Sabtu, 14 September 2013

Pelajaran Berharga untuk Rangga

“Aku mau sepatu baru, Ma. Pokoknya aku mau beli yang baru!”Ini sudah yang ketiga kalinya Rangga merengek minta dibelikan sepatu. Mama bukannya tidak mau membelikan hanya saja sepatu Rangga masih banyak dan bagus-bagus di rumah. Aku setuju dengan pendapat mama yang tak melulu membelikan apa yang Rangga minta.

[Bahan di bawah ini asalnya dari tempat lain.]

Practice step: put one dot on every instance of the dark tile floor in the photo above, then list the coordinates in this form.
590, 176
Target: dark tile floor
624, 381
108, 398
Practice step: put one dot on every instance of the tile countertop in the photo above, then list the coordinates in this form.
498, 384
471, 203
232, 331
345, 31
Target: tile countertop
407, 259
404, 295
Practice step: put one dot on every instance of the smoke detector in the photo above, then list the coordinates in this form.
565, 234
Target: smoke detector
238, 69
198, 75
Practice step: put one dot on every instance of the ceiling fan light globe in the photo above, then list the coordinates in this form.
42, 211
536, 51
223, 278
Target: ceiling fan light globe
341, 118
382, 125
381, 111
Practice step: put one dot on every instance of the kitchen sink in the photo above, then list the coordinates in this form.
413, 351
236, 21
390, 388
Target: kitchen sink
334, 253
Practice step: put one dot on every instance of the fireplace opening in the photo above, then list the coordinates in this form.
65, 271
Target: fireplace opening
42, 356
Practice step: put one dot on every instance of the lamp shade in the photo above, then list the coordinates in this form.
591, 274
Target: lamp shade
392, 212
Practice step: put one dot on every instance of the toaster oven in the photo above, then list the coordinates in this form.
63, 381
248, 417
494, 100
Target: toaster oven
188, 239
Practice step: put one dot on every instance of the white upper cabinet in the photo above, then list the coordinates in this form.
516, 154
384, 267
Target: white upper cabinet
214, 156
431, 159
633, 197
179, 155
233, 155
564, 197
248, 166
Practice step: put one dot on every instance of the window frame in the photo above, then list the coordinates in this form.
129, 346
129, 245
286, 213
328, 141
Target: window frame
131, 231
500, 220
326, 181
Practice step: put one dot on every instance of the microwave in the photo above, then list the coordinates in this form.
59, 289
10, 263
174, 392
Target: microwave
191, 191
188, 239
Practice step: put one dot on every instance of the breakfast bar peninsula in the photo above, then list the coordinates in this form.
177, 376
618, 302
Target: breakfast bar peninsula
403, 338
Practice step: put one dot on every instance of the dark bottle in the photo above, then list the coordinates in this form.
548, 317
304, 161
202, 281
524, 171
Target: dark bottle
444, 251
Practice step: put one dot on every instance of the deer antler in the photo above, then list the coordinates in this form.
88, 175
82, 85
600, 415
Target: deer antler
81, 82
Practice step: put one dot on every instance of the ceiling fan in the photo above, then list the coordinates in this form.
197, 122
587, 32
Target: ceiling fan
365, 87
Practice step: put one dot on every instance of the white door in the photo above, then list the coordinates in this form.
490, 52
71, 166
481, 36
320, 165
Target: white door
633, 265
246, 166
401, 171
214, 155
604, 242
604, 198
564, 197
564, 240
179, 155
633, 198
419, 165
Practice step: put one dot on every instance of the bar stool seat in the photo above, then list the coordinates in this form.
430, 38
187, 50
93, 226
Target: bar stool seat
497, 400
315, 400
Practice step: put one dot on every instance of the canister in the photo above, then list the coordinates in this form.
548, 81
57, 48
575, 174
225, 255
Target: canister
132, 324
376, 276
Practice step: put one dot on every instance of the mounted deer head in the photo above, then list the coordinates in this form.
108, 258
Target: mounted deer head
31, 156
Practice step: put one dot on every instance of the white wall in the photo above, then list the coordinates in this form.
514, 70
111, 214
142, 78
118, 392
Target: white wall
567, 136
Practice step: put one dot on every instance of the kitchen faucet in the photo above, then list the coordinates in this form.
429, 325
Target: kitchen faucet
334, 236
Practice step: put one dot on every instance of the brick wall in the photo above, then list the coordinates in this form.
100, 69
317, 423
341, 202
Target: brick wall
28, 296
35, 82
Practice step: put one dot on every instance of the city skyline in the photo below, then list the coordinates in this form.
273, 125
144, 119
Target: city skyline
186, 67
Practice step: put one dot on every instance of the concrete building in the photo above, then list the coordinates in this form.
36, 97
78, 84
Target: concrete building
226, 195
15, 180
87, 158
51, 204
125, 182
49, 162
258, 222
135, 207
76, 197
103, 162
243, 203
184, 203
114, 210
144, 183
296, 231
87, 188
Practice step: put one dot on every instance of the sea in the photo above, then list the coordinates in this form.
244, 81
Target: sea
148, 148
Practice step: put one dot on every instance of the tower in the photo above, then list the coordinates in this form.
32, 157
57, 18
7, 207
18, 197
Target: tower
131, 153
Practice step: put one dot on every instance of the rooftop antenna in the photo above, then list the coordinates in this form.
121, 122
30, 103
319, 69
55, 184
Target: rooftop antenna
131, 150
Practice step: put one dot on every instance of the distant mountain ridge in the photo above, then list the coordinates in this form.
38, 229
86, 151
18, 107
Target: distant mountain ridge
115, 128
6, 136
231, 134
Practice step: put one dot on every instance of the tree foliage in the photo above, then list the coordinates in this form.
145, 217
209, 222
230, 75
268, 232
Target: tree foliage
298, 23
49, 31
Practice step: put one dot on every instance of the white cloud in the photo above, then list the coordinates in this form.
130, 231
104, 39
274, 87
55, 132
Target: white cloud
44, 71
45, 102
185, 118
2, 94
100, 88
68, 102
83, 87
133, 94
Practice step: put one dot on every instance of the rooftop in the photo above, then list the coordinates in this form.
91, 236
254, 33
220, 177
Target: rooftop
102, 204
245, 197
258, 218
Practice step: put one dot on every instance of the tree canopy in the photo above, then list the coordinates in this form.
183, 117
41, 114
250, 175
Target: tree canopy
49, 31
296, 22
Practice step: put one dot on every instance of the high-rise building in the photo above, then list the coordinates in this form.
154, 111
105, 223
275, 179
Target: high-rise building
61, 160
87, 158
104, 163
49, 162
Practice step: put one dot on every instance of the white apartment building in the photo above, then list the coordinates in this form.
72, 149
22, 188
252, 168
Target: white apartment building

“Sepatu kamu kan udah banyak, Dek” Aku mencoba  membujuknya. Adikku yang masih berusia sembilan tahu ini justru melengos menatapku.

“Kamu bukannya baru dibeliin ayah sepatu dua minggu yang lalu ya?” Aku bertanya lagi.

“Itu sepatu udah ada yang nyamain, Kak. Males aku pakainya” Rangga menjawab cuek sambil melipat ke dua tangannya. Rangga kembali merengek sambil menarik tangan mama. Mama menggeleng melihat kelakuan anak bungsunya.

“Mama jadi nyesel deh manjain kamu. Kamu jadi berlebihan gini.” Ucapan Mama kali ini kuberi acungan jempol. Setidaknya mamaku akhirnya sadar bahwa selama ini telah memanjakan Rangga secara berlebihan. Adik yang terpaut delapan tahun denganku ini memang selalu mendapat perlakuan spesial dibandingkan aku dan kakak. Maklum, selain karena anak bungsu Rangga juga anak lelaki  satu-satunya di keluarga kami.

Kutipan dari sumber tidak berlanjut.